The office is quiet. Sheriff has been away on school visits out in the county. He loves talking to young people about responsibility and the law. Lately, he told me the other day, it’s been getting tougher to reach kids. In the past couple of years, he’s felt a shift from the police are your friends to distrust and skepticism. Even in places like uber liberal Port Townsend where very little violent crime takes place and where there is no racial profiling—at least none that I’ve heard about—there is a change in the air. Fewer acknowledgments, our blues say, when walking into a store for something after a shift.

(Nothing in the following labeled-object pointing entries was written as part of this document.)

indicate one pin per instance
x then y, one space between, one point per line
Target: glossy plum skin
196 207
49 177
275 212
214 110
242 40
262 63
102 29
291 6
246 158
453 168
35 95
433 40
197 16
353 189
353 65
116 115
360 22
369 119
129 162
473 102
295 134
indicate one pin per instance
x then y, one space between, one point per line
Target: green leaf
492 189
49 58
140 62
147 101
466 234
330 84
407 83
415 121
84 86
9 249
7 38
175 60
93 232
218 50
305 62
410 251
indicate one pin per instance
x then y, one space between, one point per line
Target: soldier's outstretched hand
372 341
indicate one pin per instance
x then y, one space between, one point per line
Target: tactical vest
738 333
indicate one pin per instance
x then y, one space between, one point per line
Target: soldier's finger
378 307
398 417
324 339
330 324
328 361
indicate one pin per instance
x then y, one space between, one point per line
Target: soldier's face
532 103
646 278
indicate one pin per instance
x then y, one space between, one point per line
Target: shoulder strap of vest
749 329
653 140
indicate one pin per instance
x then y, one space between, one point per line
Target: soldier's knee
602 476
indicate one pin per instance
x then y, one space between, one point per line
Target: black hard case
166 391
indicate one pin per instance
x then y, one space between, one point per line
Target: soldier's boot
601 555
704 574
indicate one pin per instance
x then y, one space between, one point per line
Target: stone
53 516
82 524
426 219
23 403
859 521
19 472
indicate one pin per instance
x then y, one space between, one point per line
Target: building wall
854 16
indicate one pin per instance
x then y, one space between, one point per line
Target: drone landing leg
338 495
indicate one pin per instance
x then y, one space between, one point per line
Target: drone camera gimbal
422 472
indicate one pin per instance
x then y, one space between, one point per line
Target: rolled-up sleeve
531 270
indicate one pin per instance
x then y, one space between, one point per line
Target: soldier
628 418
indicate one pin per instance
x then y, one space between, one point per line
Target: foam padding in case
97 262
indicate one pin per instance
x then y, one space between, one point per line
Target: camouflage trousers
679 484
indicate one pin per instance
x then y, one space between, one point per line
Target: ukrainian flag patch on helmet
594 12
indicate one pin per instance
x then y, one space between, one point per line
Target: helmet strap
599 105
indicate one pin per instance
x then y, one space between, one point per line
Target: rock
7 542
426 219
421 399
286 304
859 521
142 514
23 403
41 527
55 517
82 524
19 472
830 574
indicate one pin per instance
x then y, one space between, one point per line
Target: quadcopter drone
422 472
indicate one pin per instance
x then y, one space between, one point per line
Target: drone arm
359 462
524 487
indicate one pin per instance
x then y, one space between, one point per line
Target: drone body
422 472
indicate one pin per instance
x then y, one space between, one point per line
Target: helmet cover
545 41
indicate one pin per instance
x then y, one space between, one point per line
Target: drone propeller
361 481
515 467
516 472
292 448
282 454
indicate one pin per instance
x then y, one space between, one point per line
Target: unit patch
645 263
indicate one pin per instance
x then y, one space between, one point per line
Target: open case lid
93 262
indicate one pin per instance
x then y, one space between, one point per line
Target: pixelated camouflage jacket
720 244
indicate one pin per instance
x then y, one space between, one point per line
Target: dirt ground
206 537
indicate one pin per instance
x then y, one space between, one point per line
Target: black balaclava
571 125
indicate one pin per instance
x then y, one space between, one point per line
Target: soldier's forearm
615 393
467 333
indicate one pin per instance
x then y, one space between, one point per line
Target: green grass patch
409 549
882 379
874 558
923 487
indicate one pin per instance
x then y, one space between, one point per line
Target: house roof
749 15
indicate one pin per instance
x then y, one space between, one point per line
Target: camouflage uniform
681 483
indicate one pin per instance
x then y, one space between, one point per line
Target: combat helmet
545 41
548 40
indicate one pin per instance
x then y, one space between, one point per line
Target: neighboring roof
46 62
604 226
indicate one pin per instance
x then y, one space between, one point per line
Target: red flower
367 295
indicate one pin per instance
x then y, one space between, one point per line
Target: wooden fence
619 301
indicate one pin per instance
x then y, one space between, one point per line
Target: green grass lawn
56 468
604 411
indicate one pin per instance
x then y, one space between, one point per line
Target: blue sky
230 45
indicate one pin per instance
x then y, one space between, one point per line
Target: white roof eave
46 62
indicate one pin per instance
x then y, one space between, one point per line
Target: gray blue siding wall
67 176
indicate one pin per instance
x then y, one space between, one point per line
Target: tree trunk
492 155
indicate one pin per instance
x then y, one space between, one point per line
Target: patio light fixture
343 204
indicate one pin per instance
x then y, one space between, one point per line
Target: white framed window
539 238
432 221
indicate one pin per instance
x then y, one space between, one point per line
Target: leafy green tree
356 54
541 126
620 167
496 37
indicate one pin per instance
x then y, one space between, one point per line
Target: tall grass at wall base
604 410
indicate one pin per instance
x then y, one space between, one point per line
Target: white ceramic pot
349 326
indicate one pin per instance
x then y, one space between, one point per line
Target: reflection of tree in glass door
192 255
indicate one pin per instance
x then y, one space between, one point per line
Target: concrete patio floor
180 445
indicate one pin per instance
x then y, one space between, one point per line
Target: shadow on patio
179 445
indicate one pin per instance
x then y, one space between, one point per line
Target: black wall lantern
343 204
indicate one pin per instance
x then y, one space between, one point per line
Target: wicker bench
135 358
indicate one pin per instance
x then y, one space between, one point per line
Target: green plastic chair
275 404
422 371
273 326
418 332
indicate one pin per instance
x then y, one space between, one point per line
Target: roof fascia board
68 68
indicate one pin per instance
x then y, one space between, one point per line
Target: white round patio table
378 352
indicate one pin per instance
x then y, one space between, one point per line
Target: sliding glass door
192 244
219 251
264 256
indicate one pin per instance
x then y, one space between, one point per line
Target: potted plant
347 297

I think of incorrigible and smug Tyra and how she cut me off. I wonder now if she saw me as the “other side” or if she had something to hide herself.

I sift through the court docket and telephone messages before I write up my interview reports—one for Tyra and one for Chantelle. Sheriff will read them later tonight, and I’ll hit him up with additional details tomorrow morning.

It’s almost six.

I look like I’ve slept in my clothes.

Which I sort of did.

Out the back door and home in sixteen minutes, I turn on the noisy old shower, so it will heat up. I tear off my clothes and let the barely hot water spray over me. Old Victorians are charming only on the outside. Unless one has an endless bank account to remodel. That includes plumbing that doesn’t clang. My mind touches on the last few days and how my old life has melded with the new. The tapes. The case. I can’t stop drawing out the similarities between the Wheaton kids and my own situation at that age.